The UK government often spends more than it collects through taxes, creating a funding gap that must be covered. To bridge this shortfall, the government borrows money – and, like any borrower, it must pay back not just the principal, but also interest.

Why Does the Government Borrow?

Most of the government’s income comes from taxes. Workers contribute through income tax and National Insurance, consumers pay VAT on goods and services, and businesses are taxed on profits.

In theory, tax revenues could cover all spending, and occasionally they do. But more often, governments must either raise taxes, reduce spending, or borrow to balance the books.

Raising taxes can slow consumer spending and reduce company profits, ultimately lowering tax revenues. Cutting spending can have social and political costs. Borrowing, therefore, often becomes the preferred option, especially to support the economy or fund major infrastructure projects such as railways and roads.

How Does the Government Borrow?

The UK raises funds by selling government bonds, known as gilts. These bonds represent a promise to repay lenders with interest over time.

Gilts are widely regarded as safe assets, purchased by pension funds, investment firms, banks, and insurers both domestically and internationally. They come in both short- and long-term varieties, each with different maturity periods and interest rates.

How Much Is Being Borrowed?

Government borrowing fluctuates month by month. For example, January typically sees lower borrowing as tax receipts rise from annual payments.

  • In the financial year ending March 2025, borrowing reached £148.3 billion.

  • In July 2025 alone, borrowing fell to £1.1 billion, down from £3.4 billion in July 2024.

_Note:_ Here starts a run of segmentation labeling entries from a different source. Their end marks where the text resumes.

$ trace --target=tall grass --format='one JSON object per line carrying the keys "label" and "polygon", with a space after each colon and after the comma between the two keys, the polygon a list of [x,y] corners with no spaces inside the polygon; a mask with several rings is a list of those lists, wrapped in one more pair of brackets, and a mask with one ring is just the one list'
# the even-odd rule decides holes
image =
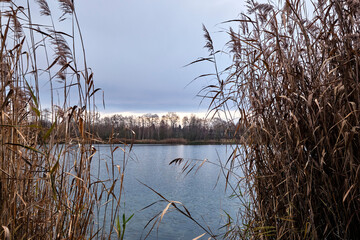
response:
{"label": "tall grass", "polygon": [[[228,238],[360,236],[360,3],[260,4],[230,28],[232,64],[206,97],[247,133],[237,163],[252,204]],[[308,6],[309,7],[309,6]],[[219,54],[206,29],[209,58]],[[231,171],[230,171],[231,173]]]}
{"label": "tall grass", "polygon": [[[114,173],[111,159],[107,180],[91,169],[96,138],[89,129],[99,89],[74,2],[57,2],[59,20],[46,0],[24,4],[1,1],[0,9],[0,237],[110,239],[118,231],[122,238],[116,228],[121,194],[113,189],[122,189],[125,162]],[[38,12],[46,24],[32,21]],[[56,29],[64,22],[70,33]],[[40,91],[44,86],[49,90]],[[51,103],[49,116],[41,99]],[[111,214],[98,222],[104,202]]]}

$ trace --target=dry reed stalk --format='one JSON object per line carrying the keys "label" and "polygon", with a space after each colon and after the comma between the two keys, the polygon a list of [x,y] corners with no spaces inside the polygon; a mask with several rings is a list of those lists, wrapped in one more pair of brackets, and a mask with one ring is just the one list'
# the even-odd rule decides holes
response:
{"label": "dry reed stalk", "polygon": [[233,62],[207,88],[212,110],[236,110],[248,129],[229,164],[243,166],[252,205],[227,237],[357,239],[360,4],[315,1],[311,18],[303,1],[279,5],[250,0],[229,21]]}
{"label": "dry reed stalk", "polygon": [[[76,15],[72,1],[59,2],[61,20]],[[103,230],[105,226],[96,222],[96,209],[99,214],[99,204],[111,200],[112,216],[104,225],[115,225],[121,193],[115,196],[113,189],[123,184],[125,162],[109,180],[98,179],[92,170],[96,153],[91,145],[96,139],[90,132],[95,115],[92,98],[98,89],[88,74],[86,59],[78,61],[73,56],[75,43],[73,47],[67,43],[75,41],[75,36],[56,31],[47,2],[36,3],[52,28],[33,24],[30,1],[26,7],[2,1],[0,10],[0,237],[110,239],[115,231],[113,227]],[[55,51],[48,54],[46,45]],[[82,40],[81,45],[85,54]],[[52,61],[37,61],[51,54]],[[48,64],[40,67],[37,62]],[[51,121],[40,104],[42,72],[48,73],[45,81],[50,81],[51,91],[57,79],[64,93],[59,99],[51,94],[51,102],[61,103],[51,107]],[[71,103],[70,92],[78,93],[76,105]]]}

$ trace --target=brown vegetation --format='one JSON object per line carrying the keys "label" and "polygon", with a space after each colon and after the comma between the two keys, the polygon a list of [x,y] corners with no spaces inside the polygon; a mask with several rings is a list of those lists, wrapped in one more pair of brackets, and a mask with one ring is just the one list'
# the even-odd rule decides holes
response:
{"label": "brown vegetation", "polygon": [[[208,87],[213,111],[247,126],[239,164],[245,199],[230,239],[357,239],[360,236],[360,4],[248,1],[230,21],[232,65]],[[309,7],[309,6],[308,6]],[[309,8],[311,9],[311,8]],[[227,175],[229,177],[229,175]]]}
{"label": "brown vegetation", "polygon": [[[32,22],[35,3],[1,1],[0,238],[111,238],[115,231],[123,236],[124,228],[103,226],[115,226],[121,190],[119,196],[112,191],[122,189],[125,162],[109,180],[91,171],[96,149],[89,130],[98,89],[86,61],[74,56],[81,52],[75,46],[84,49],[74,35],[80,32],[75,7],[59,1],[61,21],[74,20],[74,32],[67,34],[56,31],[47,2],[36,2],[47,26]],[[39,85],[50,88],[49,123],[43,119]],[[95,216],[104,202],[111,214],[99,222]]]}

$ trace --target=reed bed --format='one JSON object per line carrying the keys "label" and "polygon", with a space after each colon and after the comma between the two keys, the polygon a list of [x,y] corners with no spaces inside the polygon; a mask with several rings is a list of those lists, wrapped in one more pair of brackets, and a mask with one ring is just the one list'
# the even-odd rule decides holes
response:
{"label": "reed bed", "polygon": [[226,237],[357,239],[360,3],[247,4],[229,21],[232,64],[218,71],[206,28],[210,56],[200,59],[215,63],[211,110],[247,129],[227,166],[242,167],[249,201]]}
{"label": "reed bed", "polygon": [[[0,238],[122,239],[125,161],[110,157],[105,180],[92,170],[97,139],[89,129],[99,89],[74,2],[57,1],[60,10],[45,0],[22,4],[1,1],[0,8]],[[37,13],[46,24],[32,21]],[[55,27],[65,23],[70,33]]]}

Currently, the UK’s national debt – the total owed over time – stands at around £2.9 trillion, roughly equivalent to the country’s entire annual GDP.

This level is more than double what was typical before the 2008 financial crisis, inflated by both that crisis and the Covid-19 pandemic. Still, relative to GDP, UK debt remains lower than much of the past century and below some peer economies.

The Cost of Interest

The bigger the debt, the higher the interest bill. During the 2010s, ultra-low interest rates kept these costs manageable. But since 2021, as the Bank of England has raised rates, the burden has grown.

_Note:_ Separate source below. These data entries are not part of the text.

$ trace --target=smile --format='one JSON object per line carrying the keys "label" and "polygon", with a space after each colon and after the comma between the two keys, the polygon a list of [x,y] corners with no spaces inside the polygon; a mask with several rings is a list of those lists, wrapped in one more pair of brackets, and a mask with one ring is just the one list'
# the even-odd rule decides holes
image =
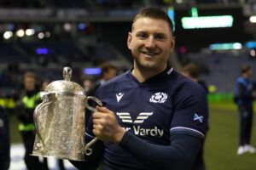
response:
{"label": "smile", "polygon": [[142,52],[142,53],[149,57],[154,57],[154,55],[159,54],[159,53],[155,53],[155,52]]}

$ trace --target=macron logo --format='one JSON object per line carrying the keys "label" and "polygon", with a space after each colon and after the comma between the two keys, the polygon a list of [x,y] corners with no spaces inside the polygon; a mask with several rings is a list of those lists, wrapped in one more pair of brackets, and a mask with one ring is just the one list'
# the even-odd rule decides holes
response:
{"label": "macron logo", "polygon": [[202,122],[203,121],[203,116],[199,116],[196,113],[194,114],[194,121],[199,121],[200,122]]}
{"label": "macron logo", "polygon": [[[123,122],[132,122],[130,113],[128,112],[117,112],[116,113]],[[136,120],[133,122],[134,123],[143,123],[146,119],[148,118],[149,116],[153,115],[153,112],[141,112]]]}
{"label": "macron logo", "polygon": [[153,94],[149,99],[151,103],[165,103],[168,98],[167,94],[158,92]]}
{"label": "macron logo", "polygon": [[124,94],[123,94],[123,93],[119,93],[119,94],[115,94],[116,95],[116,100],[118,101],[118,103],[120,101],[120,99],[122,99]]}

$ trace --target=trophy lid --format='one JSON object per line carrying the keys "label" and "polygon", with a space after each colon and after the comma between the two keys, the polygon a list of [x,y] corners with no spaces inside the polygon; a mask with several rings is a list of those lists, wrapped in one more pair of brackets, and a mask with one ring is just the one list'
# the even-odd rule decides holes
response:
{"label": "trophy lid", "polygon": [[78,83],[71,82],[72,69],[70,67],[63,68],[64,80],[57,80],[50,82],[45,88],[45,92],[63,94],[77,94],[85,95],[84,88]]}

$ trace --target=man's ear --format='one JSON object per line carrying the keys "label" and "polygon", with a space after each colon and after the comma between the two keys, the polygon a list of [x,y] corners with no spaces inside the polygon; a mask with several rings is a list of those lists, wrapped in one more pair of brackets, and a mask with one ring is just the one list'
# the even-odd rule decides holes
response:
{"label": "man's ear", "polygon": [[128,32],[128,37],[127,37],[127,47],[129,49],[131,49],[131,42],[132,37],[131,37],[131,32]]}
{"label": "man's ear", "polygon": [[172,40],[171,40],[171,50],[170,52],[172,53],[174,51],[175,48],[175,37],[173,36]]}

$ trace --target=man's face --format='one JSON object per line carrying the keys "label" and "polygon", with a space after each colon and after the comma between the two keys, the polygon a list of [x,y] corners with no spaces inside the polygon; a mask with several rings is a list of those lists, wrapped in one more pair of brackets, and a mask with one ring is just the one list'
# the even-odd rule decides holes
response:
{"label": "man's face", "polygon": [[115,77],[116,76],[118,76],[118,71],[115,69],[109,69],[108,71],[108,72],[104,73],[103,79],[105,81],[108,81],[108,80]]}
{"label": "man's face", "polygon": [[173,51],[174,37],[165,20],[139,18],[129,32],[127,46],[134,57],[135,69],[160,71],[166,69]]}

In July 2025, the government spent £7.1 billion on interest payments alone – slightly higher than the previous year.

Why Does This Matter?

When a larger share of government revenue goes toward debt servicing, less is available for public services and investment. This creates a policy dilemma: borrow too much, and the cost of servicing debt may spiral; borrow too little, and growth opportunities could be missed.

Economists remain divided. Some warn that high borrowing threatens fiscal stability, while others argue that strategic borrowing can fuel growth, which eventually generates more tax revenue.

The government has pledged to ensure debt falls as a share of the economy within five years. However, in October’s Budget, Chancellor Rachel Reeves broadened the definition of debt (switching to public sector net financial liabilities, or PSNFL) to provide more flexibility for investment.

Downing Street has emphasized that fiscal rules remain non-negotiable, underscoring its commitment to economic stability.

Debt vs. Deficit – What’s the Difference?

  • Debt is the total amount the government owes, built up over many years.

  • Deficit is the annual shortfall between spending and income.

  • When revenues exceed spending, a surplus occurs, reducing overall debt.